Şunu unutmamak gerekir ki, gerçeklerin üzerini örterek veya onları görmezden gelerek imanı ve İslâm’ı savunmak imkânsızdır. Maalesef ana kaynaklarımızda kendine yer bulmuş ve gerçekten de kadını aşağılayıcı mahiyette birtakım rivayetler görmek mümkündür. Fakat bu sözlerin iddia edildiği gibi Âlemlere Rahmet olarak gönderilen (Enbiya, 107) Hazreti Peygamber tarafından söylenmiş olması da asla mümkün değildir. Çünkü Hazreti Peygamber’e isnat edilen bu sözler, hem O’nun, hem de Kur’ân’ın ilkeleriyle çelişmektedir. O’nun Kur’ân’ın ayetleriyle uyuşmayan şeyler söylemesi ve kendisiyle çelişkiye düşmesi kabul edilebilir bir hâdise değildir. Hâlbuki Allah Kur’ân’da, mümin erkek ve kadınların birbirlerine destek olmalarını ve yaşadıkları topluma faydalı işler yapmalarını teşvik etmekte, yine aynı şekilde kadın ve erkeğin birbirini tamamlayan önemli ve eşit varlıklar olduğunu beyan etmektedir.

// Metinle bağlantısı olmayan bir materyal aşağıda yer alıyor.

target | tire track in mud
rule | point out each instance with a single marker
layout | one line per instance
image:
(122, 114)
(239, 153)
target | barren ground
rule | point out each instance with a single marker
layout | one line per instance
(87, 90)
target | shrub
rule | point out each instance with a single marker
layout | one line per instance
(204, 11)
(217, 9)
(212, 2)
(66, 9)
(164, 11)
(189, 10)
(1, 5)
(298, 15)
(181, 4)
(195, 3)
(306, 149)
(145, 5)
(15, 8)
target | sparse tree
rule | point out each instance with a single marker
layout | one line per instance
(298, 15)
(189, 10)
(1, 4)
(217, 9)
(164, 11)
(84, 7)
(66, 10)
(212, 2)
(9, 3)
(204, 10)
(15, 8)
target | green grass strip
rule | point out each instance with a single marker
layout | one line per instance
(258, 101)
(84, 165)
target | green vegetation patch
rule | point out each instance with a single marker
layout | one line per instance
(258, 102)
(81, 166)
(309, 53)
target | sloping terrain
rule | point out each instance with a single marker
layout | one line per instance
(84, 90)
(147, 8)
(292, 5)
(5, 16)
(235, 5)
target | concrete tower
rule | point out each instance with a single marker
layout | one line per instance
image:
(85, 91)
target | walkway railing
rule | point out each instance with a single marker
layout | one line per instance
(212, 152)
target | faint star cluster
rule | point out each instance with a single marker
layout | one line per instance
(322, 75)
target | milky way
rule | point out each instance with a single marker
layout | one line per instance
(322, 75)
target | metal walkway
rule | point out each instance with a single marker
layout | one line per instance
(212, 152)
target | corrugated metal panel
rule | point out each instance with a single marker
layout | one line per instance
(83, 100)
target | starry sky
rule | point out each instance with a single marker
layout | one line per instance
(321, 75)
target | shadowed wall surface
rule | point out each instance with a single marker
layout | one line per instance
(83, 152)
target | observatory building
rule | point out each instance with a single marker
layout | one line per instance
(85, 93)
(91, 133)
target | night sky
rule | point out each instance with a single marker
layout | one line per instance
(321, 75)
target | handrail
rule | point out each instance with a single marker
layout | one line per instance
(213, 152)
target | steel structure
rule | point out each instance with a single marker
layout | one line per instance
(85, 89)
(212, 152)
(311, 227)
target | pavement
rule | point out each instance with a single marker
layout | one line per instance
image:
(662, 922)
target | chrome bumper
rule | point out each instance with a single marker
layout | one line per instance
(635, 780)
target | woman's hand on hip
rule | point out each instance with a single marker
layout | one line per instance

Hazreti Peygamber, tüm diğer açılardan olduğu gibi kadın dünyası ve kadın haklarının korunması bakımından da insanlığa rehber olarak gönderilerek Cennet’in anaların (kadınların) ayaklarının altında olduğunu dahi ifade etmişti.
İslâm’ın ilk emri “Oku” diye tercüme edilebilir bir kelimedir. Bu ayet, Hazreti Peygamber’in şahsında tüm İslâm dünyasına hitap etmiştir. Yani Allah’ın emrini yerine getirmekle yükümlü tutulan muhataplar, belirli bir topluluk, sınıf veya cinsiyete sahip olan ayrıcalıklı kişiler değildir. Tüm Müslümanlar bu emrin muhatabı olup gereğini ifa etmek zorundadır.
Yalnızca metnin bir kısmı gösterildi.